Sir Tim Berners-Lee
Sir Tim Berners-Lee, inventor of the World Wide Web, arrives at Guildhall to receive an Honorary Freedom of the City of London award on September 24, 2014 in London, England. Getty Images

Tim Berners-Lee, the British inventor behind the World Wide Web, has called for a bill of rights to ensure the Internet remains independent and does not infringe on users' privacy.

If a company can control your access to the internet, if they can control which websites they go to, then they have tremendous control over your life. If a Government can block you going to, for example, the opposition's political pages, then they can give you a blinkered view of reality to keep themselves in power. Suddenly the power to abuse the open internet has become so tempting both for government and big companies.
- Tim Berners-Lee

Berners-Lee issued a warning at the London "Web We Want" festival, a gathering to bring together minds to explore possible threats to the Internet and possible solutions, on Saturday (27 September):

"If a company can control your access to the internet, if they can control which websites they go to, then they have tremendous control over your life. If a Government can block you going to, for example, the opposition's political pages, then they can give you a blinkered view of reality to keep themselves in power.
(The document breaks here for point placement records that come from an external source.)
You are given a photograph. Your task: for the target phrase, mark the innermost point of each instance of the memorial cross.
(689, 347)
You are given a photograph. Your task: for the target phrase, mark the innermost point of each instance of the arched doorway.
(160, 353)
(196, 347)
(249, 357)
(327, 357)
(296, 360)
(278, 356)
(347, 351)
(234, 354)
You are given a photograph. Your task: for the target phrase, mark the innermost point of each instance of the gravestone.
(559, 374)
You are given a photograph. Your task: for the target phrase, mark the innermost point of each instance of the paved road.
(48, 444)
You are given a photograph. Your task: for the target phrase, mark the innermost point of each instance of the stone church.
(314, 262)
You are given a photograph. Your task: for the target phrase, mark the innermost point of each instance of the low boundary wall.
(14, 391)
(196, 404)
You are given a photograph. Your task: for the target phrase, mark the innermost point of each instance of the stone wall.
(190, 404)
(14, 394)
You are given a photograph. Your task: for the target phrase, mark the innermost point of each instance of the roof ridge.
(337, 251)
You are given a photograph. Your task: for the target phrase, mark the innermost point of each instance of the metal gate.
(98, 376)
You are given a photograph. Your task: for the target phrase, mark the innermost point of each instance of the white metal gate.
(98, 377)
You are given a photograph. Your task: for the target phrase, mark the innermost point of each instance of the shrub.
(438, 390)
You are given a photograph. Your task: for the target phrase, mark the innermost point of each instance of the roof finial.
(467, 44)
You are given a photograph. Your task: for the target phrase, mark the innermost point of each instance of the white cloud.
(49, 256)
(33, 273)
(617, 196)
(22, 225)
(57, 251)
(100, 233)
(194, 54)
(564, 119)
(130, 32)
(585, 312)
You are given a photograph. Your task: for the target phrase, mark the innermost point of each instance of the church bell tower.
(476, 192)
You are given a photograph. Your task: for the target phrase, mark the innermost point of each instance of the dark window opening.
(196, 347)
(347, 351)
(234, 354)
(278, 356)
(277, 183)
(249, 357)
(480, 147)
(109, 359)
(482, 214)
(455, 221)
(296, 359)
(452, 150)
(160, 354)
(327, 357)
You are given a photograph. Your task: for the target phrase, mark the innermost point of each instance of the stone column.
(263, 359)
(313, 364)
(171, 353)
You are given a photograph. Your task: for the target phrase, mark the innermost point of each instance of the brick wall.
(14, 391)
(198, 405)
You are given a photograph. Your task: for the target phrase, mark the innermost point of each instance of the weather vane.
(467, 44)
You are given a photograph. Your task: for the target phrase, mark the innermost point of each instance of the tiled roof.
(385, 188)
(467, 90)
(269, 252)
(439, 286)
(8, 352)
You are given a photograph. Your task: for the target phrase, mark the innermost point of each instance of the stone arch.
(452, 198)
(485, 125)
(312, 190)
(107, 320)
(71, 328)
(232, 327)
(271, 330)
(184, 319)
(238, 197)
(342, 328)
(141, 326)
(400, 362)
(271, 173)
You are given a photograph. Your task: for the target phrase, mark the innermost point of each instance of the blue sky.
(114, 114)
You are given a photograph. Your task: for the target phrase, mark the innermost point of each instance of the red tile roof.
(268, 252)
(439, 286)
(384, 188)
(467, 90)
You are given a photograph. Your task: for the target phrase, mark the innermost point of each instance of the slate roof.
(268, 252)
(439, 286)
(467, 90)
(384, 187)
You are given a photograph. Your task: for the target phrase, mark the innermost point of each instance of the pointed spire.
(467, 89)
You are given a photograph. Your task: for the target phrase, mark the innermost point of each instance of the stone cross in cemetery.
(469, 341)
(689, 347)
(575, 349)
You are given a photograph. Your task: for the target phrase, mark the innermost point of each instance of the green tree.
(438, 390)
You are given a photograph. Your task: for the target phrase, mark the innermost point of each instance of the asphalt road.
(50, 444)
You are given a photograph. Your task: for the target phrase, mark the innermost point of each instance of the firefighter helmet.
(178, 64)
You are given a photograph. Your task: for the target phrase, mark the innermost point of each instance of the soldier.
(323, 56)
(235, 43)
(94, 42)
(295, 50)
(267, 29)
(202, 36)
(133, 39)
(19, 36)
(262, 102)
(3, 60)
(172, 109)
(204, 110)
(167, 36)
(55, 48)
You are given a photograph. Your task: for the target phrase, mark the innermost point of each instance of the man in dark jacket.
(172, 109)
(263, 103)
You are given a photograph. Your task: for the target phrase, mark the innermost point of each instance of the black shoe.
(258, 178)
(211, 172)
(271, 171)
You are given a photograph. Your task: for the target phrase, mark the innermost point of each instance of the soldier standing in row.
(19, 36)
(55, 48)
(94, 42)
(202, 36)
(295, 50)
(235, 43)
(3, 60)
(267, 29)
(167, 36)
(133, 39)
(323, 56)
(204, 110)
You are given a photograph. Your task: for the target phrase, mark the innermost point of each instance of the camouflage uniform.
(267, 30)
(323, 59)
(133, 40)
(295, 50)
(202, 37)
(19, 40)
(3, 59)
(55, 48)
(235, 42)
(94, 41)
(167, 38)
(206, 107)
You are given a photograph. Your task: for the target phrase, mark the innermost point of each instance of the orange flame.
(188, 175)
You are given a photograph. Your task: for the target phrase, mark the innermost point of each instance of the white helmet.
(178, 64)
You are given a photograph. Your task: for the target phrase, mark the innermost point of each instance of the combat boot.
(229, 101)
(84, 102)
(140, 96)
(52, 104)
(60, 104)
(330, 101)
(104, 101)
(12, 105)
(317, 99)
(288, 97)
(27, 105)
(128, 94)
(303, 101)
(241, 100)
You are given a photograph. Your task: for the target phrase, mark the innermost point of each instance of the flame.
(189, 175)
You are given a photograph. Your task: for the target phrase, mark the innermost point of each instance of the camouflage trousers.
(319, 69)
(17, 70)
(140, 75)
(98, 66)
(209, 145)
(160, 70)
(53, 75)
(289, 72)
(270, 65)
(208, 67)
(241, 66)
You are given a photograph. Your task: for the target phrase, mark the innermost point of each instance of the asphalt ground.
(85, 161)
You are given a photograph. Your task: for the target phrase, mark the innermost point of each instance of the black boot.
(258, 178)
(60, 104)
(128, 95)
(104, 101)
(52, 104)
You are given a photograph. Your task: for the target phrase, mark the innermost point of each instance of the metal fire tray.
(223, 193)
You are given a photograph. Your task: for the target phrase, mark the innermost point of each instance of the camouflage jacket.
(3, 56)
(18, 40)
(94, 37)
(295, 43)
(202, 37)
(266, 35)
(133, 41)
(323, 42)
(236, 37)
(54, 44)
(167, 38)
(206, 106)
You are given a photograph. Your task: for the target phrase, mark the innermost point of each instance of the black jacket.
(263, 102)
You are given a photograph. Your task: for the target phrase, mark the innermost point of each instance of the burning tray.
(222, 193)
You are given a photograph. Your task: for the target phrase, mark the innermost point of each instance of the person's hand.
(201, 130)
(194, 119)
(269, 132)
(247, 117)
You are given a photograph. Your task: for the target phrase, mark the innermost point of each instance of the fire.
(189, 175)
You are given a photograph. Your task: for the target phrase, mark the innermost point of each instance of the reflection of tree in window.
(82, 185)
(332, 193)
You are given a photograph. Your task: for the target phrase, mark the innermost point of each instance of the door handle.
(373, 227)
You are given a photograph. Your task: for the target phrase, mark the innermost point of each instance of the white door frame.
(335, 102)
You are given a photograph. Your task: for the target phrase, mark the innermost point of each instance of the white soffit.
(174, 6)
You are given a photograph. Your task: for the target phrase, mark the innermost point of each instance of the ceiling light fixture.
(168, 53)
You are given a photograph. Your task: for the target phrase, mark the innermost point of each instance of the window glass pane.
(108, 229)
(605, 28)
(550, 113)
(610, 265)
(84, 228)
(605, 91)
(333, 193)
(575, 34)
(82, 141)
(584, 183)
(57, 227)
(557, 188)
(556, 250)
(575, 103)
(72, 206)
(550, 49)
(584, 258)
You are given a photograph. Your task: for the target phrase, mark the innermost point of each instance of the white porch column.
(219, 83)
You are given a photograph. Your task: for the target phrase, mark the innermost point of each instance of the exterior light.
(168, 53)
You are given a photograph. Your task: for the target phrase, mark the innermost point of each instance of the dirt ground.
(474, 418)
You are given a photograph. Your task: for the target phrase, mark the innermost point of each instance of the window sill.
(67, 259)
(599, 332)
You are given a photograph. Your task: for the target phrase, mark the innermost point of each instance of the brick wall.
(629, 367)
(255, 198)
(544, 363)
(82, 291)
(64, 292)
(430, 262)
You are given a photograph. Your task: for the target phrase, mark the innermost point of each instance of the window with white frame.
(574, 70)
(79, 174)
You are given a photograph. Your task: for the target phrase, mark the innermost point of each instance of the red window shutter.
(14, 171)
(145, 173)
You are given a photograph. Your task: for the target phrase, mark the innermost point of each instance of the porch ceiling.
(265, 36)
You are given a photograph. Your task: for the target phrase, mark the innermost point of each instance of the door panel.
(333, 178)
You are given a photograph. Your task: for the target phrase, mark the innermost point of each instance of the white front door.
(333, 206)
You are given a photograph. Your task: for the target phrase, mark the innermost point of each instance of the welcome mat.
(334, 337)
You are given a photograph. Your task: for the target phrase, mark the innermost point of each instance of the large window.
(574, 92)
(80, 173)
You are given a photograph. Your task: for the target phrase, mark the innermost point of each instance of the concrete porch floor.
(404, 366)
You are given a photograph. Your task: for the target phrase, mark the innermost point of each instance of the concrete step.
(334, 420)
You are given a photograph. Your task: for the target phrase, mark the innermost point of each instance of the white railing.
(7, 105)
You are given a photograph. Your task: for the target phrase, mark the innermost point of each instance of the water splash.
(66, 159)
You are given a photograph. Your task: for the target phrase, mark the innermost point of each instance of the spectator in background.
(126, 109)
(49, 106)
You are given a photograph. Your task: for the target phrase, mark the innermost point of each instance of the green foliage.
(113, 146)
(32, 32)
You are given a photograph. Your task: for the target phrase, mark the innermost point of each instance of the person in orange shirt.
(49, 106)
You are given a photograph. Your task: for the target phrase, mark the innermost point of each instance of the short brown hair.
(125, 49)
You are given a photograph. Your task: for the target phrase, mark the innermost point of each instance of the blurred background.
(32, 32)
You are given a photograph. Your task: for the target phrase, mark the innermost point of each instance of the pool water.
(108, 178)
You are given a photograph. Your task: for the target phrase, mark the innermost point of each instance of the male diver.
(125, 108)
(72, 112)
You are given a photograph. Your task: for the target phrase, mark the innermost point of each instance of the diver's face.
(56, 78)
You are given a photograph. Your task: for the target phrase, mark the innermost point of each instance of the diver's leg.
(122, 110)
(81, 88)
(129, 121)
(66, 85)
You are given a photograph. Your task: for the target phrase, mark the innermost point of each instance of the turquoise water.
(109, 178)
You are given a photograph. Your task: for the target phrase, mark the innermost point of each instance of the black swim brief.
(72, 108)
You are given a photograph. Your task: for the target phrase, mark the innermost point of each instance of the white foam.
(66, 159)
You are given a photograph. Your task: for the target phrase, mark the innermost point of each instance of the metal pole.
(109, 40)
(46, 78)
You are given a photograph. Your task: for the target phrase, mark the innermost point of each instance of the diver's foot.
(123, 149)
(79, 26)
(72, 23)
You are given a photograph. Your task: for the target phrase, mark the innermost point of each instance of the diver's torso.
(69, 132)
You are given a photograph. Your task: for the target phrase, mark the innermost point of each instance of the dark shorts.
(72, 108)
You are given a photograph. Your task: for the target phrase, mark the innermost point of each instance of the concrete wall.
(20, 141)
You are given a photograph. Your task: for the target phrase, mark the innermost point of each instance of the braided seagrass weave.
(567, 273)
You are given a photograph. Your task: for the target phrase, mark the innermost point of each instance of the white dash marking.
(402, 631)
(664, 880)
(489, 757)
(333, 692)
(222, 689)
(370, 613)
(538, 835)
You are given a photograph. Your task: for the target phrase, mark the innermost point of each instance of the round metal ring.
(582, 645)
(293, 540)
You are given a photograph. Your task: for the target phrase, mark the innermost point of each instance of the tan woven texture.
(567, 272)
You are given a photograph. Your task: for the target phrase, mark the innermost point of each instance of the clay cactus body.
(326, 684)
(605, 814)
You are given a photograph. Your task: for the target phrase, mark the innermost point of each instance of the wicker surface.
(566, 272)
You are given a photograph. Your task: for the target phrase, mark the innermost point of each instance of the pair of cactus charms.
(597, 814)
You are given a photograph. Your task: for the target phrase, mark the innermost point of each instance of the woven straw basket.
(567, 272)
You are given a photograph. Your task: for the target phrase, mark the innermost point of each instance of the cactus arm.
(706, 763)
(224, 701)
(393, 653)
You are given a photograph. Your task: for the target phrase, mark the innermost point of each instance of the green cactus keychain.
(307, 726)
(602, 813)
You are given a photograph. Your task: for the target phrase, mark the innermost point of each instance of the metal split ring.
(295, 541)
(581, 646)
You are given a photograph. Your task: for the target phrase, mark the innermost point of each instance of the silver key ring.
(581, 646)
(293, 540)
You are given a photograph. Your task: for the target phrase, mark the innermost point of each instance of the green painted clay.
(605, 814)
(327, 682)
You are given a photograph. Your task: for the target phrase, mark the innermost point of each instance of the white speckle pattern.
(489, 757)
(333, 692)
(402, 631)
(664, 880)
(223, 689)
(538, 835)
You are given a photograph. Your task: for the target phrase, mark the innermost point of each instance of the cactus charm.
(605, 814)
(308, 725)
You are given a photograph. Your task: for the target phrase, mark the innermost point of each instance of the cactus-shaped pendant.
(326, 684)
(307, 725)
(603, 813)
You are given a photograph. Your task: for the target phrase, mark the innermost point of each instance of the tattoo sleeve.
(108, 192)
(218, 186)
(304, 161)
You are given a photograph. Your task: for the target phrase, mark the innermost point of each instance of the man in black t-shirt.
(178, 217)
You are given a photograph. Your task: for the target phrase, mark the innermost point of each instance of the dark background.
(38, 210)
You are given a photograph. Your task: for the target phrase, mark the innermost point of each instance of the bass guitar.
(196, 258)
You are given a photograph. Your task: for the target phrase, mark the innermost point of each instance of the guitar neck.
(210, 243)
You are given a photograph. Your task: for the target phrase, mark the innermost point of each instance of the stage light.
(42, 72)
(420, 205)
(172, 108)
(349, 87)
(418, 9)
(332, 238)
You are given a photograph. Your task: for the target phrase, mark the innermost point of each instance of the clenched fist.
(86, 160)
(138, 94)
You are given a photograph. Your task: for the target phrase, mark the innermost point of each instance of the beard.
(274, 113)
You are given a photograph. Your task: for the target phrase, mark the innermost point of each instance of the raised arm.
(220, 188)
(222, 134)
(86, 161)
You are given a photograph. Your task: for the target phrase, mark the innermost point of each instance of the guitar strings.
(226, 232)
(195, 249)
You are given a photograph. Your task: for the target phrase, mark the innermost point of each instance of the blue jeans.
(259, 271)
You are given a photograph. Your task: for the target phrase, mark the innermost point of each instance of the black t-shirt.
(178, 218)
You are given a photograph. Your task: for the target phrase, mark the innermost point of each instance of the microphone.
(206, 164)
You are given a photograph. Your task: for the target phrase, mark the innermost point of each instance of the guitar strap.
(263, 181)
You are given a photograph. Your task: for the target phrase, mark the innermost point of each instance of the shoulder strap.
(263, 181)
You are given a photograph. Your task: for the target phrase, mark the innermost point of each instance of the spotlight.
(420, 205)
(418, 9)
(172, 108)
"Suddenly the power to abuse the open internet has become so tempting both for government and big companies."

Berners-Lee, 59, also known as "TimBL", is a computer scientist and the director of the World Wide Web Consortium (W3C).

He is seeking an internet version of the "Magna Carta", which was a 13th century English charter for guaranteeing basic freedoms and rights.

"There have been lots of times that it has been abused, so now the Magna Carta is about saying... I want a web where I'm not spied on, where there's no censorship," said Berners-Lee before clarifying, "Now some things are of course just illegal, child pornography, fraud, telling someone how to rob a bank, that's illegal before the web and it's illegal after the web."

Since former US Intelligence officer Edward Snowden's leaked documents revealed various government global surveillance programs monitoring online activity, Internet privacy and freedom have once again become topics of debate.